Marko Gušić

Crvena zvezda Meridianbet
- Position: Small forward / shooting guard
- League: Basketball League of Serbia ABA League

Personal information
- Born: 6 August 2002 (age 23) Belgrade, Serbia, FR Yugoslavia
- Nationality: Serbian
- Listed height: 2.02 m (6 ft 8 in)
- Listed weight: 85 kg (187 lb)

Career information
- Playing career: 2021–present

Career history
- 2021–present: Crvena zvezda
- 2022: → FMP

= Marko Gušić =

Serbian basketball player (born 2002)

Marko Gušić (Марко Гушић, born 6 August 2002) is a Serbian professional basketball player for Crvena zvezda. Standing at and weighing 187 lbs, he plays both small forward and shooting guard positions.

== Early career ==
Gušić grew up playing basketball for youth systems of Mladost Zemun, Mega Basket, and Vizura before joining to the Crvena zvezda youth system in May 2019.

== Professional career ==
On 25 August 2020, Gušić officially signed his first professional contract with Crvena zvezda. On 24 September 2021, Gušić signed new four-year contract with the Zvezda. On the same day, he made his ABA League debut in their season opening 97–61 win over Split, making 2 points, 2 rebounds, an assist, and 2 steals in under 16 minutes of playing time. On 7 October, he made his EuroLeague debut in a 75–63 win over Maccabi Tel Aviv, recording only seven seconds of playing time.
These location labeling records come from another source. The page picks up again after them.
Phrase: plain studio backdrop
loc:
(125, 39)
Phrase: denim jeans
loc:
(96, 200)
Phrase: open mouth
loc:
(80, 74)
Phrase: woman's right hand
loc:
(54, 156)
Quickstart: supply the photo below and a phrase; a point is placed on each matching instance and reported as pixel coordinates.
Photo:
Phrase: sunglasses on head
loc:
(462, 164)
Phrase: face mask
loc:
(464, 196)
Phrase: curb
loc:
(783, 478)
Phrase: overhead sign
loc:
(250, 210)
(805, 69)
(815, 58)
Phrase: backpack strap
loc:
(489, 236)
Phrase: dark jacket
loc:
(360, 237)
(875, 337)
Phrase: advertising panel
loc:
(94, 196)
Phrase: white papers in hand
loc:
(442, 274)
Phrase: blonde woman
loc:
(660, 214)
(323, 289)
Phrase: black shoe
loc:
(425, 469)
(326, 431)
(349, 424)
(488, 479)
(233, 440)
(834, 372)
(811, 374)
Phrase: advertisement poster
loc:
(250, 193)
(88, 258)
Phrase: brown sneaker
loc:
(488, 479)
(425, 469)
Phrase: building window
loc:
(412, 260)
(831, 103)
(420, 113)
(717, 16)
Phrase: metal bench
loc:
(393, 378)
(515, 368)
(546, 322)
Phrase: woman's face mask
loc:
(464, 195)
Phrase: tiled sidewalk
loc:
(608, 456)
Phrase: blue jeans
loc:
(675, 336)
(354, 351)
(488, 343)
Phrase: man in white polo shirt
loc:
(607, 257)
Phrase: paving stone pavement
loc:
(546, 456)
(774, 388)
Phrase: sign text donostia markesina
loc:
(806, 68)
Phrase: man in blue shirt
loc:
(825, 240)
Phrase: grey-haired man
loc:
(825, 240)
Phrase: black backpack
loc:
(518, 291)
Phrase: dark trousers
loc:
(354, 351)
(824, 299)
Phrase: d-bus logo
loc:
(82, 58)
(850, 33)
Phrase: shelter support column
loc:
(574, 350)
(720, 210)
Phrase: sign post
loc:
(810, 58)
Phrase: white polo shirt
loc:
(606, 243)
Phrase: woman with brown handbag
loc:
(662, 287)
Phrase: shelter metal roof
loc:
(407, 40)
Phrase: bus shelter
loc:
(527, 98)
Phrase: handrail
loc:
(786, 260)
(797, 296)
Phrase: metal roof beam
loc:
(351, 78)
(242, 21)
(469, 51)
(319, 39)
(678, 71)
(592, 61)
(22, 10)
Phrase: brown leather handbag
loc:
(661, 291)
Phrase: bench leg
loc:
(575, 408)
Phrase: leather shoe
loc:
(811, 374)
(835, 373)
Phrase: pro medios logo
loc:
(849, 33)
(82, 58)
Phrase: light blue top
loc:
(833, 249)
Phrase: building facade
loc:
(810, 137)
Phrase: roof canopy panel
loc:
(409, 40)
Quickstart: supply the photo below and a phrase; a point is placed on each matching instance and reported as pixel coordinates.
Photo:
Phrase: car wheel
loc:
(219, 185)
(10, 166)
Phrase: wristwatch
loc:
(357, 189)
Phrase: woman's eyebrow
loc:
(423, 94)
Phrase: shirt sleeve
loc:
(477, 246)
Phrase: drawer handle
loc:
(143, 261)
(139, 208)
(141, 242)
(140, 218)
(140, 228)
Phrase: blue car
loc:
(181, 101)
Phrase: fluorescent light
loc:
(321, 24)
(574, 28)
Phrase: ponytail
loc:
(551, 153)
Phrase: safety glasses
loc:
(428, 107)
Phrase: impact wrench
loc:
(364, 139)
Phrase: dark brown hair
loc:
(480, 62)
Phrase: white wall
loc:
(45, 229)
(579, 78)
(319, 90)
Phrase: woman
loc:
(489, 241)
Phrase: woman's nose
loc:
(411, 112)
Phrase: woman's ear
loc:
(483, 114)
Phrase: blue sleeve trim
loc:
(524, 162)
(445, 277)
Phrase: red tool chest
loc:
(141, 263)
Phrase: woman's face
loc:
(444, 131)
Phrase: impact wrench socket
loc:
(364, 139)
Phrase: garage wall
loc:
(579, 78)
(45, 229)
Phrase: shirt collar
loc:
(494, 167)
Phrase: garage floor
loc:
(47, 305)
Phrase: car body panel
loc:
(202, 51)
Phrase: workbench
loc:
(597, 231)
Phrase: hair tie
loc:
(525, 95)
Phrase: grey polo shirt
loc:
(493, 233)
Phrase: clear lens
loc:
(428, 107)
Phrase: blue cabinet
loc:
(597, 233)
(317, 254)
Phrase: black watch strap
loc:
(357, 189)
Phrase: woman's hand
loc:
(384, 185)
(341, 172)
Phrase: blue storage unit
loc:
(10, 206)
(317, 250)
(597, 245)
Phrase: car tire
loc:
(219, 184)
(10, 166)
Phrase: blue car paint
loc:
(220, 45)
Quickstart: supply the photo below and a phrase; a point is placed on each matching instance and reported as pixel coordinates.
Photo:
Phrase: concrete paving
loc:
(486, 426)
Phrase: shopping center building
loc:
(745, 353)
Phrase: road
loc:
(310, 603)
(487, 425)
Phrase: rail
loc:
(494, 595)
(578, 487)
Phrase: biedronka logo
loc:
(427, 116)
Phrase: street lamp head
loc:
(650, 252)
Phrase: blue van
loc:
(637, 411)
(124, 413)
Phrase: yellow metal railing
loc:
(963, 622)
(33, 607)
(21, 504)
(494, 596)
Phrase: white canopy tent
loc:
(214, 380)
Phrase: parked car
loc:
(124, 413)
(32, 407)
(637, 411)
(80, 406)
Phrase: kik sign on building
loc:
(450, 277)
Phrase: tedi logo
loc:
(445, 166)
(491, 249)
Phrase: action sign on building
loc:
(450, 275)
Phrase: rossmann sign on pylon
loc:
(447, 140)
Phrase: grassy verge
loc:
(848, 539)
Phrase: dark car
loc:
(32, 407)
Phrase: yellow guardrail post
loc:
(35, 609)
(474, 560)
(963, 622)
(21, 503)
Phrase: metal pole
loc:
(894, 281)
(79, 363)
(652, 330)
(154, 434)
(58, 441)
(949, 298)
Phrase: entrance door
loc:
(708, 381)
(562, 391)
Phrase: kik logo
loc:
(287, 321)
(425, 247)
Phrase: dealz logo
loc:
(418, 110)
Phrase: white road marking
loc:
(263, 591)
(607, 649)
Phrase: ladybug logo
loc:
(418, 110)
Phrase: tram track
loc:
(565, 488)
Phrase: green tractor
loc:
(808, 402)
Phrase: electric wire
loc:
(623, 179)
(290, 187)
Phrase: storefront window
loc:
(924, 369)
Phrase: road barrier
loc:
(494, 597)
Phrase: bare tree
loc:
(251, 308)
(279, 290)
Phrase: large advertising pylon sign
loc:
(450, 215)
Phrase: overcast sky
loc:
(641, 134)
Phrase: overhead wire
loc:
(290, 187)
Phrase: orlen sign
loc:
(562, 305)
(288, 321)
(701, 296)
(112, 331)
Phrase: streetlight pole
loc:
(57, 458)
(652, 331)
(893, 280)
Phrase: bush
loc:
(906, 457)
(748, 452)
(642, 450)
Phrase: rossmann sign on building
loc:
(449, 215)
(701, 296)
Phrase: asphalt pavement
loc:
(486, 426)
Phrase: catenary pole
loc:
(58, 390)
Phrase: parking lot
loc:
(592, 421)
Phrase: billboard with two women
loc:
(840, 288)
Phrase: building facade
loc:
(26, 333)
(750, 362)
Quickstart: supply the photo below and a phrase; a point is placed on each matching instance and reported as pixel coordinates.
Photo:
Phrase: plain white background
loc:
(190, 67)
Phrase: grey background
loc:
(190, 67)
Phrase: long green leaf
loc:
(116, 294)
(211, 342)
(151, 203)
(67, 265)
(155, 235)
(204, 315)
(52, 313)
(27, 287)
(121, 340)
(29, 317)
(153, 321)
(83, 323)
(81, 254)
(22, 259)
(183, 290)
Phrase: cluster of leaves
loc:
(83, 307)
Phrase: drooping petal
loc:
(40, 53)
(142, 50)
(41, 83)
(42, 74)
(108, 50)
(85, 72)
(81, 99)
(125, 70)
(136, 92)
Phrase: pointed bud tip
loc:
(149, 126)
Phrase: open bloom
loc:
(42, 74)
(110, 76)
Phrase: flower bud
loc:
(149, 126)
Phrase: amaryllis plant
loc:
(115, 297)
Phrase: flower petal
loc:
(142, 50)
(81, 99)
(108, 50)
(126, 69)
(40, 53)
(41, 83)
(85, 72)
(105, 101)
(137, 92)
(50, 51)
He was loaned to FMP on 28 December 2021.

==Career statistics==

===Euroleague===

| Year | Team | GP | GS | MPG | FG% | 3P% | FT% | RPG | APG | SPG | BPG | PPG | PIR |
|---|---|---|---|---|---|---|---|---|---|---|---|---|---|
| 2021–22 | Crvena zvezda mts | 1 | 0 | 0:07 | .000 | .000 | .000 | 0.0 | 0.0 | 0.0 | 0.0 | 0.0 | 0.0 |
| Career |  | 1 | 0 | 0:07 | .000 | .000 | .000 | 0.0 | 0.0 | 0.0 | 0.0 | 0.0 | 0.0 |

== Personal life ==
His grand-father was Novica Gušić, a colonel in the Army of Republika Srpska.